Science and Tech

“It was a before and after”: 3D printed prostheses are changing the lives of more than 100 amputees in Uruguay

"It was a before and after": 3D printed prostheses are changing the lives of more than 100 amputees in Uruguay

( Spanish) — Walter Martínez clearly remembers the day he received his new hand, printed in 3D. “It was a before and after,” he told at his home in Montevideo. “Now I can tie my shoes, something I couldn’t do,” says this former truck driver who lost part of his left hand in a work accident in 2021 with joy.

Walter is one of more than 100 beneficiaries of the Manos de Héroes foundation, which provides free 3D-printed prostheses to children and adults.

This foundation was created by electrical engineer Andrea Cukerman in 2020. “The criteria is to help everyone. No one is going to lose a hand,” Cukerman told .

“When I started the project in 2020, I didn’t know what was going to happen. I didn’t know if we were going to be able to make one hand or if we were going to be able to make 10 hands, but I knew that this was working in other parts of the world and not in Uruguay”, explained Cukerman.

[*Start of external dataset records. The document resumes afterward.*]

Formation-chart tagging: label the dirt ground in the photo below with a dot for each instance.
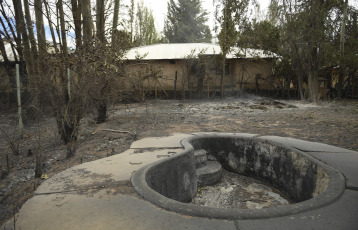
(330, 122)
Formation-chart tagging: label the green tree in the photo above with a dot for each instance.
(233, 18)
(146, 33)
(185, 22)
(260, 35)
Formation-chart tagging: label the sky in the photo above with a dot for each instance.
(159, 8)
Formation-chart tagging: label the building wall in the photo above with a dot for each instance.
(248, 74)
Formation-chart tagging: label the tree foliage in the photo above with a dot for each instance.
(185, 22)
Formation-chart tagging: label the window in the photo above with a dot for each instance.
(219, 70)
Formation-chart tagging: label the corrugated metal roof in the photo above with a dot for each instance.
(185, 50)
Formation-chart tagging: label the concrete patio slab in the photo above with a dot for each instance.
(172, 141)
(98, 195)
(102, 211)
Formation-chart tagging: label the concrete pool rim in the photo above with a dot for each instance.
(335, 188)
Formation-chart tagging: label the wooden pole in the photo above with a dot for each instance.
(21, 125)
(175, 84)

By the time the foundation was in its first year, it had delivered 35 prostheses. By June 2023, it managed to deliver more than 130 prostheses for children and adults. In addition to hands or fingers, the foundation developed a 28-part bionic arm that helps people with amputations above the elbow.

3D printing is the great differential of this initiative. “This technology is wonderful because anything you can imagine you can draw on the computer and then send to print … You can imagine making a hand, a body part,” Cukerman told .

The foundation is in contact with similar organizations around the world who share their designs for free. “Just as we take those designs, all the modifications that we make we turn them over again, because Uruguayan children are not so different from children in Europe and children in the United States, in Mexico, where even then a kind of a supportive community, where all the people want to help,” says Cukerman.

Cost, time and “Spider-Man”

3D printing has two great advantages. On the one hand, there is the cost of materials, which, Cukerman explains, is very low. And on the other, the speed with which it is printed. In the market, the cost of a prosthesis similar to these, depending on the complexity of its design, can cost thousands of dollars.

The various models of prostheses created by the Manos de Héroes Foundation. (Photo: Gabriel Rodríguez/ )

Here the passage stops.